Ring barrows are among the quieter presences in the Irish archaeological landscape: circular burial mounds, typically from the Bronze Age, defined by a central raised or flat area, a surrounding ditch, and an outer bank of earth. What makes the example at Moanmore unusual is not any single dramatic feature but rather the way it clusters with its neighbours, one abutting it directly to the west-southwest, another sitting roughly seventy metres to the north-east, the three forming a loose funerary grouping in ground that has probably been wet and difficult to work for millennia.

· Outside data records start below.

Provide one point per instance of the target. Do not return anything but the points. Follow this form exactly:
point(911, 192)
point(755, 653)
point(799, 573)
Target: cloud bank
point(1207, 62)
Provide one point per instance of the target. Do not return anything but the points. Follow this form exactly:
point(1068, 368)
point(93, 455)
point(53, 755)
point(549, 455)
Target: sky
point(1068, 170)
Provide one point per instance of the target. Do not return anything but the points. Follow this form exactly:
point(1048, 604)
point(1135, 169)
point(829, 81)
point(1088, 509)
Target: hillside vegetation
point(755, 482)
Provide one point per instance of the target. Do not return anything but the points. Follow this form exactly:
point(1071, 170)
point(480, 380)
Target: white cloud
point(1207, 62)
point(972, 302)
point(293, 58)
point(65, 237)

The monument itself is modest in scale. A circular area of just four metres in diameter is enclosed by a scarped edge, a deliberately cut or shaped slope, roughly seven centimetres in height, with a shallow fosse, that is, a surrounding ditch, and an external earthen bank beyond it. The bank measures about three metres across in total, though it rises only fifteen centimetres above the surrounding ground. That barely-there quality is part of what makes it interesting: along the south-east to north-west axis, the bank has all but disappeared into the landscape, and on the west-southwest side it merges directly with the outer bank of an almost identical ring barrow next door. The two monuments effectively share their earthworks at that point, suggesting either that they were constructed in close sequence with full awareness of one another, or that centuries of agricultural activity have gradually folded them together. Mark Keegan identified the monument during a field survey on 25 January 2005, by which point the interior was level and free of overgrowth, making its circular outline legible despite the surrounding damp pasture.